The stakes are high. Inadequate vitamin D levels can increase your risk of dozens of serious health problems, including cancer, heart disease, osteoporosis, asthma, Alzheimer’s disease, and even the common cold and influenza. And apparently, nearly all of us are at risk of vitamin D deficiency.
Should you take vitamin D? And if so, how much? Here’s the best advice culled from experts.
- Take a vitamin D test. Ask your doctor for a vitamin D blood test, which will eliminate the bulk of the guesswork — but not all of it. Because of individual differences in absorption and use, people may need to take differing quantities of vitamin D to achieve a healthy blood level. Make sure your doctor orders a “25-hydroxy vitamin D” test. Other tests might result in a false normal.
- Look for optimal levels. Although levels below 30 ng/ml indicate a deficiency, many physicians haven’t kept up with the research on vitamin D and believe that this level is just fine. The optimal level is at least 40 ng/ml and perhaps 50 ng/ml, says Robert P. Heaney, MD, of Creighton University in Omaha. But higher amounts, within reason, aren’t necessarily bad. Surfers, lifeguards, and people who spend a lot of time outdoors typically have levels of 70 to 90 ng/ml.
- Spend time in the sun. If you don’t currently have a significant deficiency, and if during the summer you spend a lot of time in the sun, with at least your arms and legs exposed, and you are not always slathered with sunscreen, you probably don’t need to take vitamin D supplements. Michael F. Holick, MD, PhD, of the Boston Medical Center, who wrote The Vitamin D Solution (Hudson Street Press, 2010), suggests getting approximately 10 minutes of sun exposure (depending on time of day, season, latitudinal location, and skin pigmentation) before applying sunscreen. Vitamin D made from the sun actually lasts longer in the body, compared with vitamin D from supplements or foods (also note that with the exception of wild salmon and shiitake mushrooms, most foods aren’t great sources of vitamin D).
- Supplement with vitamin D3. If it’s fall, winter, or early spring, if you don’t get a lot of sun exposure, or if you know you are D-deficient, you should definitely take vitamin D supplements (most health pros recommend vitamin D3, also known as cholecalciferol). Your need will be greater if you are north of the latitude of Atlanta, since you will make little if any vitamin D from sun exposure during the months of November through March.
- Take the right amount for you.

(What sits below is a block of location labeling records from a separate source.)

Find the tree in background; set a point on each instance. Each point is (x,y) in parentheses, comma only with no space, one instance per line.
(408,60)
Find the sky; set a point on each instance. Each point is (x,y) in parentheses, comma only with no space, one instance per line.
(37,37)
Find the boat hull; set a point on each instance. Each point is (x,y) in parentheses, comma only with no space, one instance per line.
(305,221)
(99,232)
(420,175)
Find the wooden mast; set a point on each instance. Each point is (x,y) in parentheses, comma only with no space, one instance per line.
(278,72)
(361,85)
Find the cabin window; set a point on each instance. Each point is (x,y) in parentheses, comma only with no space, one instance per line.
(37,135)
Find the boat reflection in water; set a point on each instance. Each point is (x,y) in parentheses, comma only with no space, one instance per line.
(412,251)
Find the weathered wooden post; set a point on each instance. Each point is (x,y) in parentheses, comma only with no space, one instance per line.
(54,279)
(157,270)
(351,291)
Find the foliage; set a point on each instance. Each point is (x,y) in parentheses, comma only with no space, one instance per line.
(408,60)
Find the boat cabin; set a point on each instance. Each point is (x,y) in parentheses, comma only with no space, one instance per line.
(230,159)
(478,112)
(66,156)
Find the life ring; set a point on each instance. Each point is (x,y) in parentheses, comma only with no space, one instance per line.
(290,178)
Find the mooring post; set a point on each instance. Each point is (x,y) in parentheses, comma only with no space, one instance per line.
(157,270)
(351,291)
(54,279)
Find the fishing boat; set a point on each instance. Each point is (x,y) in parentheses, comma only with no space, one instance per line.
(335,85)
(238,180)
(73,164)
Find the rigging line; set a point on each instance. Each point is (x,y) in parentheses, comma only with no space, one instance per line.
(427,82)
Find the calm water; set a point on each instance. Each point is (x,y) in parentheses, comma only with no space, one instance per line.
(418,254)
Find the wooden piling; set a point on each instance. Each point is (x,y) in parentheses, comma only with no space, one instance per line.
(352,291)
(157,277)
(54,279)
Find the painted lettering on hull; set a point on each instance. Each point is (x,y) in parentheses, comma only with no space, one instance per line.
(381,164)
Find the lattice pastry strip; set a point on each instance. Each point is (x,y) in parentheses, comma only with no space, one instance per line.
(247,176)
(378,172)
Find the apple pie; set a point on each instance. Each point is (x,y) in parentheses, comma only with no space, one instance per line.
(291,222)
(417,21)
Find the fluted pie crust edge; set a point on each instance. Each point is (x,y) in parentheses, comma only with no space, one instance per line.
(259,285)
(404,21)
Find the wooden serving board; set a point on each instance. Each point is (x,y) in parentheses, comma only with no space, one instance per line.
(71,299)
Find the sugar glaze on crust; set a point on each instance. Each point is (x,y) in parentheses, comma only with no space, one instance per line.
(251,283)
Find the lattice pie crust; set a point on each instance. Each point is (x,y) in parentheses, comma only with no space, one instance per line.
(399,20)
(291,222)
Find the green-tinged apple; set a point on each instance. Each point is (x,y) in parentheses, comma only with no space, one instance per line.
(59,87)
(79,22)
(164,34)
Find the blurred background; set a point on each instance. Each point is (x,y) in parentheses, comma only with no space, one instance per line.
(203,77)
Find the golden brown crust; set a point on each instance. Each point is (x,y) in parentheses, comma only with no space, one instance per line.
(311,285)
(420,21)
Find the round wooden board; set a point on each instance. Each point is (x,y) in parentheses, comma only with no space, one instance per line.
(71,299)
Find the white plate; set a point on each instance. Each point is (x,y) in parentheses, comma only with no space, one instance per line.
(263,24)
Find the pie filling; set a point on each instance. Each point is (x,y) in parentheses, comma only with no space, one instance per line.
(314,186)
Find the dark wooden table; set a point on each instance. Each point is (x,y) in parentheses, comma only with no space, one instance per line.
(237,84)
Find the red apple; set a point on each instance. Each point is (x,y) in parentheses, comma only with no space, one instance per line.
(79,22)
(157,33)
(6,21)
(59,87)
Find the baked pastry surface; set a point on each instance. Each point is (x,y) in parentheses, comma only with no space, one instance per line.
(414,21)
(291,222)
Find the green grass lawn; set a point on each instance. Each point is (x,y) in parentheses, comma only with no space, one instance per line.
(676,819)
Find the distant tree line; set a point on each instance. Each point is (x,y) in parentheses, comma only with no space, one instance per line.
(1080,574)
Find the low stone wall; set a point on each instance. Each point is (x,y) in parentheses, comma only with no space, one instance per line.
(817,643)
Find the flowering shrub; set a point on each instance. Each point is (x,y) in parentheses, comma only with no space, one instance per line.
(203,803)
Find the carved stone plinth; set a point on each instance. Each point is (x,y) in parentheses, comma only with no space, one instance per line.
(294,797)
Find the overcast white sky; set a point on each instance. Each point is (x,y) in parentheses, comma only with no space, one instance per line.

If you have not taken a vitamin D blood test and you’re looking for general guidelines, Holick suggests that children take 1,000 to 2,000 IU and adults take 2,000 to 3,000 IU daily. “The bottom line for me is that there is probably no evidence that these amounts pose any risk,” he says. John J. Cannell, MD, who heads the nonprofit Vitamin D Council, has this recommendation: Don’t drive yourself crazy with all the qualifications. “Just take 5,000 IU a day, unless you’re going outside to work or to the garden or beach.” The higher amount might be particularly helpful for people with a chronic illness, such as fibromyalgia, arthritis, or lupus, adds Ron Hunninghake, MD, chief medical officer of the nonprofit, nutrition-oriented Riordan Clinic in Wichita, Kan. “These high doses of vitamin D, while generally safe, should be monitored with follow-up blood level [tests],” he says. And what of the risks? For most people, vitamin D toxicity occurs after taking more than 40,000 IU daily for months, says Cannell. So as long as you’re being moderate in your intake, don’t sweat it.
This article was adapted from “The Vitamin D Debate.”